New malaria vaccine: A new biotechnology for the children of Africa
The numbers of deaths almost speak for themselves. According to the Global Burden of Disease Study (GBD), malaria killed an estimated 620,000 people in the year 2017, including 350,000 children under the age of 5 — most of them in sub-Saharan Africa.
Although these numbers place malaria near the top of the leading killers of children worldwide, there has also been some progress, with the total number of malaria deaths declining by almost 40 percent over the last decade.
{mosads}The decreases are due in part to poverty reduction and economic growth in many African countries, but also from specific health interventions, including insecticide-treated bed nets, indoor mosquito spraying, and improved access to malaria diagnosis and anti-malarial drugs. Such interventions are publicly supported by the U.S. President’s Malaria Initiative (PMI) and the British Department for International Development, together with the Global Fund to Fight AIDS, Tuberculosis, and Malaria (GFATM) and other organizations.
While lives have been saved, the overall progress in the fight against malaria is still slow, and it would be great to have in-hand a game-changing technology to accelerate future public health gains. From the lessons learned through reducing childhood deaths from measles, whooping cough, tetanus, Hib and other infections, the most effective way to save lives is through the development, testing and ultimately introduction of a vaccine.
For malaria, several vaccines are in different stages of product and clinical development, but the one furthest along is known as RTS,S, which was originally developed by the U.S. Army through the Walter Reed Army Institute of Research (WRAIR), and later advanced by a global partnership between the non-profits PATH and the Bill & Melinda Gates Foundation, a network of African research centers and universities, and the pharma giant, GlaxoSmithKline.
Now, more than 20 years after the RTS,S malaria vaccine first underwent clinical and safety testing the World Health Organization has announced that Malawi will become the first of three sub-Saharan African nations (followed by Ghana and Kenya) to launch a pilot program of vaccine evaluation. Among the highlights of the pilot program, it will first assess the feasibility of administering all of the required vaccine doses (4) in a real life setting, and then confirm both the safety of the vaccine and its ability to reduce childhood deaths. Initial support for the three-nation pilot program will come from commitments by GFATM, Gavi, the Vaccine Alliance and Unitaid.
There are several complicated aspects to these African vaccine introductions. For instance, administering four doses of a vaccine and then ensuring all of the children are adequately followed and evaluated medically is a logistical challenge in a resource poor setting and often depleted health system. Another is the sheer size of the effort — more than 350,000 children will receive the RTS,S vaccine in the three pilot countries.
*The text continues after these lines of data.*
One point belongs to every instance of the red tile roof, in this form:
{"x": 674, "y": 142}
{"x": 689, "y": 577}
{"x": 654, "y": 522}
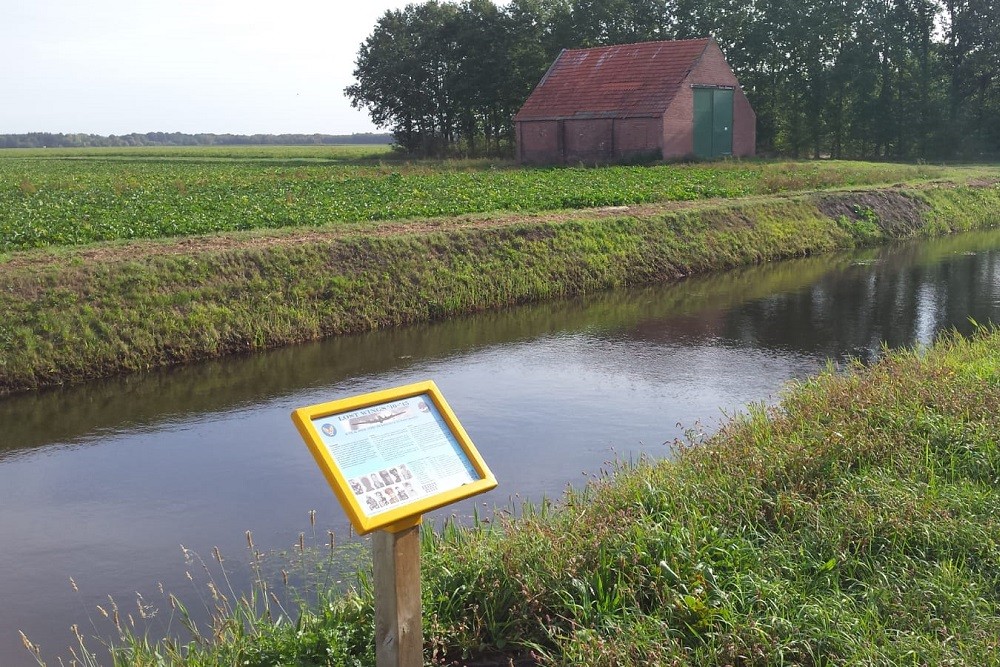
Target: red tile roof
{"x": 613, "y": 81}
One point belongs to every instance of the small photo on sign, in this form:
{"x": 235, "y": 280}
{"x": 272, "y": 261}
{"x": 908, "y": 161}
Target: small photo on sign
{"x": 393, "y": 455}
{"x": 396, "y": 453}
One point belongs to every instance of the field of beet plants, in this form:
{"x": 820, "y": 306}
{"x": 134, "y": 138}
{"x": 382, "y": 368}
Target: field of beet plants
{"x": 74, "y": 197}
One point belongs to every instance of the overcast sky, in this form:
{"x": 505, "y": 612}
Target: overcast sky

Also a pressing issue is the finding that during advanced clinical testing the vaccine was found to be effective, but not nearly as effective as other childhood vaccinations. For example two doses of the measles vaccines provides up to 97 percent protection against measles, whereas even after four doses of RTS,S, the vaccine protects only 40 percent (4 in 10) of children against becoming infected with malaria (over a four-year period) and only 30 percent (3 in 10) of children from life-threatening malaria cases.
Practically speaking this means that RTS, S will not replace bed nets, anti-malarial drugs, and other public health measures. Instead it will complement or augment these current public health approaches.
The delivery of a partially-protective vaccine being used alongside of existing measures is a relatively new idea in the global health community, and one that might take time for policy makers to accept. But it’s one that we’ll need to get used to. Although other malaria vaccines are under development, including a whole cell malaria vaccine, which might offer better protection than RTS,S, the fact is that many of our next generation vaccines, such as those for HIV/AIDS and tuberculosis will also be partially protective, as might the new vaccines to prevent worm infections that we’re developing in our Texas Children’s Hospital Center for Vaccine Development. We may need to adjust the framework of our current health systems to accommodate vaccines as complementary rather than as replacement biotechnologies.
The community of global health scientists and public health experts are excited about the potential of introducing the first malaria vaccines for Africa. I hope it becomes the first of several new vaccines to come online for the world’s most prevalent neglected diseases.
Peter J. Hotez M.D., Ph.D., is a vaccine scientist, professor of pediatrics and dean of the National School of Tropical Medicine at Baylor College of Medicine His latest book is “Vaccines Did Not Cause Rachel’s Autism: My Journey as Vaccine Scientist, Pediatrician, and Autism Dad.”